Although the subjects of these portraits are specific to the town of Eatonville, I felt that their youthful naivety could transcend geographic location and therefore, I could relate to the subjects without having knowledge of the importance of the town itself. This work alone could represent various towns or cities, but combined with the other three artists contributed to a unique spirit of the Eatonville that I was constructing for myself.
Lonnie Graham’s photographs, also pigmented ink-jet prints, contrast Bey’s photographs by embodying spontaneity, which for me is then transformed into a certain type of sentimentality. The photographs depict the people of Eatonville during a several day town festival. The photographer includes a range of age groups, depicting Eatonville’s present a useful addition to the future that Bey represents. My “imaginary” Eatonville is coming together.

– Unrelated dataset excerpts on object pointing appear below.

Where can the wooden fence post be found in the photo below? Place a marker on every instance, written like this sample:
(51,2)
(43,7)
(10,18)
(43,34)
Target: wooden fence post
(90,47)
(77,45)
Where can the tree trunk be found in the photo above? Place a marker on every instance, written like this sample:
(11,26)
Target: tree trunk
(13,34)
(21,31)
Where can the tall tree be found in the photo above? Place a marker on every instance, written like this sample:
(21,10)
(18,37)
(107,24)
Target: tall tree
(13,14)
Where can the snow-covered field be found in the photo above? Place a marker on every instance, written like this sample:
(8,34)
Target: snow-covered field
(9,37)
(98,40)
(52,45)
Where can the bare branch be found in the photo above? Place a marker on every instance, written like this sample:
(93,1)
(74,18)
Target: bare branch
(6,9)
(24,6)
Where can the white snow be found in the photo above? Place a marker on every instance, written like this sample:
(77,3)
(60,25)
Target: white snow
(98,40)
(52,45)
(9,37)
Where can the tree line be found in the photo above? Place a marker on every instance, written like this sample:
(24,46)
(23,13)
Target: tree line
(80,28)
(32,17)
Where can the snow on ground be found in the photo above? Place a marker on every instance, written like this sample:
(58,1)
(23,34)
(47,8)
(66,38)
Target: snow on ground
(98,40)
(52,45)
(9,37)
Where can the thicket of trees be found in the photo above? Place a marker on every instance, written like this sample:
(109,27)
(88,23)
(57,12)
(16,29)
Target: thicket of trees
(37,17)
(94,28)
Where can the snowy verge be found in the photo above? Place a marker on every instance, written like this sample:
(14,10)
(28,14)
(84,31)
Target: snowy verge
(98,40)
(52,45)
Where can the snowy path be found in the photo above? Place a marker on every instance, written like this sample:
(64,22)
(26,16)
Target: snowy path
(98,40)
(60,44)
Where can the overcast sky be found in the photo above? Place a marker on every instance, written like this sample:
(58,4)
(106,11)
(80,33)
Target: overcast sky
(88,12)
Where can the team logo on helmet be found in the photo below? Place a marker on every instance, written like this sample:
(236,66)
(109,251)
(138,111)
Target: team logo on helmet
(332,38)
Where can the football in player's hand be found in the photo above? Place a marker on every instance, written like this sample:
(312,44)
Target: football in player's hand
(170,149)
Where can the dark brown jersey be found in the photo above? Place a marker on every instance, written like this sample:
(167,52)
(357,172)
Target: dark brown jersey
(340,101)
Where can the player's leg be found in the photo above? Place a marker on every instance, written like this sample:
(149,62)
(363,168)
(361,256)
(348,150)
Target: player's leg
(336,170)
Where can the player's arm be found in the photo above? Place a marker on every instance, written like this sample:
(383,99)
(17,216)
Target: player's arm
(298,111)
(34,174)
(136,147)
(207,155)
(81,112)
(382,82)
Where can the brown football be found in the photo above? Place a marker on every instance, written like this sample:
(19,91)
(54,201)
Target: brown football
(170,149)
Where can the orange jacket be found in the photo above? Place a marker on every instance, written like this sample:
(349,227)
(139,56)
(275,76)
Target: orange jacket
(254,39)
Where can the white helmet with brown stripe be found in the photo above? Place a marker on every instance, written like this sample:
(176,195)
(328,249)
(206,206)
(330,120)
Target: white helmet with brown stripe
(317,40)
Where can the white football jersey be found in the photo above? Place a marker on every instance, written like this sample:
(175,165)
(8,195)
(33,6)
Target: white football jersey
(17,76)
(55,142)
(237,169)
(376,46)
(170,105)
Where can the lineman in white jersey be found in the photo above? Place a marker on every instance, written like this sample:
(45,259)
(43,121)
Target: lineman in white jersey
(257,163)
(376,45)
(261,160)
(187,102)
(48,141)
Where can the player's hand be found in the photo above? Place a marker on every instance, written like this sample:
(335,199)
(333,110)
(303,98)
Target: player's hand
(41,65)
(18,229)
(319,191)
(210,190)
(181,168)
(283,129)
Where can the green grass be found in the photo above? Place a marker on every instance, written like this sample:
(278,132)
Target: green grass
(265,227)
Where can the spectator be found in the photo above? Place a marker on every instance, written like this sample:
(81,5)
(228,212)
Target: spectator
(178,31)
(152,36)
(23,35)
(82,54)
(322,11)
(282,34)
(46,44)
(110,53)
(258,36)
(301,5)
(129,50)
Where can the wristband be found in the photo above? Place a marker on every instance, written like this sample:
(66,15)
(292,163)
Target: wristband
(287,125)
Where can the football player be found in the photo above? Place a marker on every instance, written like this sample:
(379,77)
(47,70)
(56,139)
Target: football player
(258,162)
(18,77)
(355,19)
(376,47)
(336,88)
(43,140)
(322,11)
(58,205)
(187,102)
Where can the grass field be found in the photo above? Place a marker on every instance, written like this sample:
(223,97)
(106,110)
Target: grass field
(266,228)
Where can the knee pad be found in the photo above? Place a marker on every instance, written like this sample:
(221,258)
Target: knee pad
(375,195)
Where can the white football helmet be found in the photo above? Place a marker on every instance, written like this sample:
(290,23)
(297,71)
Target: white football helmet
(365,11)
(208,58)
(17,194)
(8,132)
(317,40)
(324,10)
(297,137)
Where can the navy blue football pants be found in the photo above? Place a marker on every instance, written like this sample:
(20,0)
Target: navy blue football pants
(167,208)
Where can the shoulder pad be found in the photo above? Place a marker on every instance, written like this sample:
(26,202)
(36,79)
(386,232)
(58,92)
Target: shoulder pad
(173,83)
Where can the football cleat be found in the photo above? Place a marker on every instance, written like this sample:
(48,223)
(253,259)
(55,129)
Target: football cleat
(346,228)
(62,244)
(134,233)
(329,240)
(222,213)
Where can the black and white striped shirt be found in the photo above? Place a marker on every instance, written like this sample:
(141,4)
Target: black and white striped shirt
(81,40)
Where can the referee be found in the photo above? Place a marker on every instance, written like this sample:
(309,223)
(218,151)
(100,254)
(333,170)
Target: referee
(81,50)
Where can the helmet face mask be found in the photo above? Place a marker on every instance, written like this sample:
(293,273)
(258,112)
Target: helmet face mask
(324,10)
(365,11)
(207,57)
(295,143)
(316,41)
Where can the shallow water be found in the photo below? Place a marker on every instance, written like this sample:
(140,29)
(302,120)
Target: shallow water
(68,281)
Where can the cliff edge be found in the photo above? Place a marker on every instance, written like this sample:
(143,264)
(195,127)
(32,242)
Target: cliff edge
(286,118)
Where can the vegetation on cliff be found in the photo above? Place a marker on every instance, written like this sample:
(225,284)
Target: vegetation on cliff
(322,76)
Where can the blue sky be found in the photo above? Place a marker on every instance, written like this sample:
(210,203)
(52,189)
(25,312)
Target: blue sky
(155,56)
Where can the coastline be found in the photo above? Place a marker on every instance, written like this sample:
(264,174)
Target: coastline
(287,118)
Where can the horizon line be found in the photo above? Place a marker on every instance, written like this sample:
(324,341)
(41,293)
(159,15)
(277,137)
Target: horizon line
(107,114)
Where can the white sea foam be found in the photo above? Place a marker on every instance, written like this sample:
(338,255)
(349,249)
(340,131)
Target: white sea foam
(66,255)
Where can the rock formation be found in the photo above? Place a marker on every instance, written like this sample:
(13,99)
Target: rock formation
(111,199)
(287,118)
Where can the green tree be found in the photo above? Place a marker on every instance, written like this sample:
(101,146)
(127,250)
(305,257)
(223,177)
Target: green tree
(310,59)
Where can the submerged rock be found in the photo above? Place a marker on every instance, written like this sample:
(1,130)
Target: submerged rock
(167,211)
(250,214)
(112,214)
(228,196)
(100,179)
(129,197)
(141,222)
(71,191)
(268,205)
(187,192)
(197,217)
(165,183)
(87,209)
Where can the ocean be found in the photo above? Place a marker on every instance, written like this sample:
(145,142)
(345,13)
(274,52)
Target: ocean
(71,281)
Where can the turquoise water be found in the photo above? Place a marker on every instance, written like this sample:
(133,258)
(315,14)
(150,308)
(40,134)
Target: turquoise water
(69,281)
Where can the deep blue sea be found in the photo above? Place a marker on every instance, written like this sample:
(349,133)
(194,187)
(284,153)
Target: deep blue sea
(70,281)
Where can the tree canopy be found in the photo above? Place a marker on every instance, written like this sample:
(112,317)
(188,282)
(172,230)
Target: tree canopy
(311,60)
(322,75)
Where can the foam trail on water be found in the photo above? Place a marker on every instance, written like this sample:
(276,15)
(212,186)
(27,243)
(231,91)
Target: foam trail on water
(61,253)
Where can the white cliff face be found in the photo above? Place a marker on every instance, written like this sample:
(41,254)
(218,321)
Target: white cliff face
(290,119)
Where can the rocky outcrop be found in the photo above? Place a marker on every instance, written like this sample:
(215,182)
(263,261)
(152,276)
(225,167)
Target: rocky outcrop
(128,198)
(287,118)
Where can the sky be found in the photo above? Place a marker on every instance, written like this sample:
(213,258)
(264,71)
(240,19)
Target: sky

Carrie Mae Weems’ silver gelatin prints are the only works to directly reference Hurston, offering historical re-enactments of some of the writer’s days: jotting down some observations in her notebook, walking beneath willow trees, washing her feet in a basin, among other daily rituals. I was not immediately interested in Weems’ photographs, perhaps because my unfamiliarity with Eatonville’s historical roots causes me to reject the town as a historical real place in favor of something that I am able to construct on my own, something more imaginary, immediate, and contemporary.
Returning to the medium of pigmented inkjet prints, the photographs of Deborah Willis embody the timelessness of Eatonville, as well as representing social sites and gendered places that maintain historical importance by transforming it. Willis photographs socially charged locales: a high school football field, the view from a preacher’s pulpit, and perhaps most notably in this series, the beauty salon. This specific location speaks of a site of female power, which has replaced other gendered spaces of Hurston’s era, like the storefront porch which is a social site of male power.
The approach of this exhibit is not an uncommon one: an embodiment of the spirit of a place. The wonderful thing about this type of exhibit is that the viewer can extract the elements of his or her choice to construct his or her own imaginary place with its own personal significance. What’s important is the photographic embodiment or encapsulation of the importance of place and home, both real and imagined.